“Transformation” in Higher Education – six questions | AUA Blog

Andrew WestDr Andrew West, FAUA

Dr Andrew West, FAUA has worked in HE administration/management for thirty years. Formerly University Secretary at the University of Sheffield he is Strategic Adviser to the AUA and Managing Consultant for AUA Consulting. Andrew is a member of the Board of Governors of Leeds Beckett University, an Associate of Advance HE and a Fellow of the Halpin Partnership.

Many HE institutions have embarked on major change (or “transformation”) projects of various kinds, often involving significant organisational review and/or enterprise IT systems development. Multi-million £ investments can be involved. Some universities struggle with large scale change; the challenges are significant and exploring all the associated issues would fill many column inches. In this short blog I simply want to reflect on six questions which universities seem to be grappling with at present. My reflections are based on recent engagement, as a consultant, with ten such change programmes at different institutions across the UK HE sector. I would be interested in whether these themes feel relevant in your context and/or how you might be experiencing the issues in your university.

1. Defining Scope
Several HEIs have chosen to set out a path towards major change with a very broad scope, for example focusing on student-related activity (“the student journey”) while also incorporating change in areas like IT, teaching & assessment practice, the structure of the academic year, staff roles and responsibilities, and a range of other matters.

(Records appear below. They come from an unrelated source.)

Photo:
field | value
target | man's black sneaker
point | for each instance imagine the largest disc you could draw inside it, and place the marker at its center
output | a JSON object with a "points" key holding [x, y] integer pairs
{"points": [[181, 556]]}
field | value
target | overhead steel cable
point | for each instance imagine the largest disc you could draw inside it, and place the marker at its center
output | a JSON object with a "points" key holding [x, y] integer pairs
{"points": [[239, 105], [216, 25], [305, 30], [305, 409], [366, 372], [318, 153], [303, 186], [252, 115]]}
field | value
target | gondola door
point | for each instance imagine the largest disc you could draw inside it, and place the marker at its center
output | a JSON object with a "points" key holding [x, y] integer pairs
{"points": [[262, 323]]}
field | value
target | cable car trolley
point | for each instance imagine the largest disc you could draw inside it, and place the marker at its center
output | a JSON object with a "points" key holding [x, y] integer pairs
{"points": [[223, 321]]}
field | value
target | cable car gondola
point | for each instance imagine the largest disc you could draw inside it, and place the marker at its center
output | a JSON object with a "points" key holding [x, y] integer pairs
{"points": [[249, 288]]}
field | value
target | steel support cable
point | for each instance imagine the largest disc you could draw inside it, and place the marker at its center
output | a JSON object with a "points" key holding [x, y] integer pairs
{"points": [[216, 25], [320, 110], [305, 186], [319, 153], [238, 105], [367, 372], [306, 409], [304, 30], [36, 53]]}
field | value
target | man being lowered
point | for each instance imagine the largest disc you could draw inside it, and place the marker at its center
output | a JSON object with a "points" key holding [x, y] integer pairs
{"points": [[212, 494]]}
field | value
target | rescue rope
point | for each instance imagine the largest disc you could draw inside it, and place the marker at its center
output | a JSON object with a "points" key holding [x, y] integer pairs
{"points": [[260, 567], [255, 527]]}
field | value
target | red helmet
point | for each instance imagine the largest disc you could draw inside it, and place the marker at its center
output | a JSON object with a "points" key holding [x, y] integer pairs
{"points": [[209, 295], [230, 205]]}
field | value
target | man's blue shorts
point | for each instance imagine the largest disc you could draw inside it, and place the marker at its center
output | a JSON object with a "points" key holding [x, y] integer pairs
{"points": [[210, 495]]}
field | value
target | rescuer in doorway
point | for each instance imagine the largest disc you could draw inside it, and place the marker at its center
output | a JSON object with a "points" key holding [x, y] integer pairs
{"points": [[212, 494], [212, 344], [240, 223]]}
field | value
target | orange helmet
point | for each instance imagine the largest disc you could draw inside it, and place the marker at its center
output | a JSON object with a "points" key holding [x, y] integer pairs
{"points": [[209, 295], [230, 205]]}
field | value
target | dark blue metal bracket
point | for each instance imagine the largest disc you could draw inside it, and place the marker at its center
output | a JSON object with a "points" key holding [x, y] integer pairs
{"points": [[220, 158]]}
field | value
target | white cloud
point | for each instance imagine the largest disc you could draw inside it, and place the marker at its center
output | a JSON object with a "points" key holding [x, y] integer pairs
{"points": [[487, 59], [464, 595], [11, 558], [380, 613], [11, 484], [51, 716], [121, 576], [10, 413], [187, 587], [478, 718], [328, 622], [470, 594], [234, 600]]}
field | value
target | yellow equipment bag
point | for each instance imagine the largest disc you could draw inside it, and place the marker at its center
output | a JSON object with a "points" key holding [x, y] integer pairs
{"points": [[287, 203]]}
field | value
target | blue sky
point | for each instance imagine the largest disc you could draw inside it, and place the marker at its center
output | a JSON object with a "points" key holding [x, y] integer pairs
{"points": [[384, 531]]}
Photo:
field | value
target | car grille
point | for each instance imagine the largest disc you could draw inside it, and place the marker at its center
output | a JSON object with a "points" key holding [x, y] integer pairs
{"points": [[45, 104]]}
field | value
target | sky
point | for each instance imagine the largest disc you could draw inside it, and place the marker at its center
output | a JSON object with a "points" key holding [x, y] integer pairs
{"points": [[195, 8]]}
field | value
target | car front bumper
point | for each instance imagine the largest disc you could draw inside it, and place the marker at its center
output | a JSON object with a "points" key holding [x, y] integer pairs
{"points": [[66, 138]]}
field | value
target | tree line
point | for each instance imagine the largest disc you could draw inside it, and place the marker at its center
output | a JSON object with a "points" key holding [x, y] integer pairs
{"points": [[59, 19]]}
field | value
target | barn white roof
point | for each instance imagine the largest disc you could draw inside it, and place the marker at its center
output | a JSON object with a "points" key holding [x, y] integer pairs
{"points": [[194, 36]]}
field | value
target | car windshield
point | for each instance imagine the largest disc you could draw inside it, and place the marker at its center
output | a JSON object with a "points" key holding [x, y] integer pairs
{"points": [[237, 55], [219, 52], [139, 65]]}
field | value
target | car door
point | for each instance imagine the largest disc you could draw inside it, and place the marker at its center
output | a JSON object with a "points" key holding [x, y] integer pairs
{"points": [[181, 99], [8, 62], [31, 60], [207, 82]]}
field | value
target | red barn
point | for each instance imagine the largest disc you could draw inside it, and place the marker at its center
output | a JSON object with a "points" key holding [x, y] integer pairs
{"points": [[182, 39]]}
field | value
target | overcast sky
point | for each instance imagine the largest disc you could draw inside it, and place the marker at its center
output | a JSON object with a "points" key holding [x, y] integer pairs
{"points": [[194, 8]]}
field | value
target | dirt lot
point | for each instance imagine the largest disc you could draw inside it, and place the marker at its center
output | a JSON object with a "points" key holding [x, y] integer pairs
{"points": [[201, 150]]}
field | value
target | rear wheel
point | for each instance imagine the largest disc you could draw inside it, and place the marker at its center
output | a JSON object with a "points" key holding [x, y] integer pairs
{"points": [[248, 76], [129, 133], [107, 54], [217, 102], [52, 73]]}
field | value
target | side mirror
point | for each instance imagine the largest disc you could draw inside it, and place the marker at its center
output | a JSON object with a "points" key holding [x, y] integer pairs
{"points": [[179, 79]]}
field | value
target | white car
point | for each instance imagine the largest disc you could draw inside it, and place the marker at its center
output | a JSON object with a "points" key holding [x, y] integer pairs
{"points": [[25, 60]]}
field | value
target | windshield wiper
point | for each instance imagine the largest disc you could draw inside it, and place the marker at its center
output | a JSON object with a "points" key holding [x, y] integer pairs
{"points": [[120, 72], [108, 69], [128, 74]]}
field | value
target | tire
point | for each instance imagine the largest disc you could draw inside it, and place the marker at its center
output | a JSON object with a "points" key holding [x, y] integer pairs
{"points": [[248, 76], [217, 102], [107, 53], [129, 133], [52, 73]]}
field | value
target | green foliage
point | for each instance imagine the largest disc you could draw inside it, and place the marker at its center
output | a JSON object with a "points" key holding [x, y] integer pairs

By contrast other universities have preferred to draw together a series of smaller change initiatives with a view to effecting incremental development across related areas. When determining project definition and scope, arguably institutions avoid some of the business risks associated with huge ‘transformation’ programmes by taking an incremental/portfolio approach. On the other hand I have seen how it can prove very difficult to achieve a step-change across multiple separate projects, and the university community may develop a negative perception of initiative overload. ‘Portfolio’ project management is a specific skillset.

2. Leading Transformation
When engaging with transformation programmes, I have been struck by the different ways in which universities choose to secure governance oversight and executive leadership for major change. It can be challenging to get the balance right when involving governors (or not), particularly if change projects have significant financial implications and/or raise questions about institutional level risk. Clarity of executive leadership/sponsorship seems equally important in providing the vision and drive required in major change programmes with whole-institution implications. A key question is whether effective leadership advocacy and championing is genuinely available from the university executive in a timely fashion – particularly at project milestone points and when the more difficult decisions need to be taken.

3. Coordinating Change
An increasing number of universities have established professional services teams with a specific change/transformation remit, likely incorporating colleagues with professional project management training. And for more than ten years AUA has supported change practitioners

through its ‘Managing Change in HE’ network, and the associated annual open forum. It is clear to me that the contribution of professional services teams will continue to be critical in facilitating HE change effectively. On that basis a key question for institutions is how these colleagues are supported in their professional learning and development, including opportunities to learn from practice inside and outside the sector, notwithstanding the competitive pressures which might have encouraged a change initiative in the first place.

4. Getting Help
It is probably self-evident that universities will not (arguably should not) possess in-house all the capability required to deliver largescale change effectively and there will almost certainly be a need to secure external help in some form, making use of temporary appointments, secondments, consultancy contractors, and the like. As I look at it, a key question concerns an institution’s readiness to harness external perspectives and/or embrace external direction. This is probably more a cultural than an organisational challenge – considering how the depth of in-sector experience within a university should be balanced with expert out-of-HE contributions, and how the various roles and responsibilities are defined and managed to avoid unproductive overlap/duplication/collision. Points made above about leadership and coordination are relevant in grappling with these risks, and formal project management methodologies are also likely to assist.

5. Ensuring Delivery
As a consultant I typically encounter major change projects at a particular point in their evolution – and many such projects have an extended timescale over a period of years. In this context succession planning – to ensure continuity in project delivery – clearly needs to be an ongoing focus for universities. Some of the difficult questions include how best to navigate the departure of a key executive sponsor, if that happens mid-project (potentially reinforcing the importance of governance oversight as mentioned above), how to react to changes in the external environment (new regulator, anyone?) and how to transition away from external direction towards business-as-usual coordination in-house at the appropriate point. Project management ‘burn out’ can be another delivery risk, emphasising the points I have already made about encouraging professional development in the change team.

6. Communicating Clearly
Finally a brief reflection about language and nomenclature, including the inevitable acronyms which can pepper change initiatives with a curiously impenetrable ‘project-speak’. Transformation – a word implying dramatic or radical change – has arguably been over-utilised in the relatively constrained context of higher education; its use can certainly prove a hostage to fortune. Thinking of the likely need to secure widespread (whole community) engagement across an institution in support of major change there are challenging questions around how best to communicate for maximum positive impact. Sensible communication principles might include preferring plain English, using straightforward terminology and avoiding jargon. Scenarios can also help in setting a vision and making change real.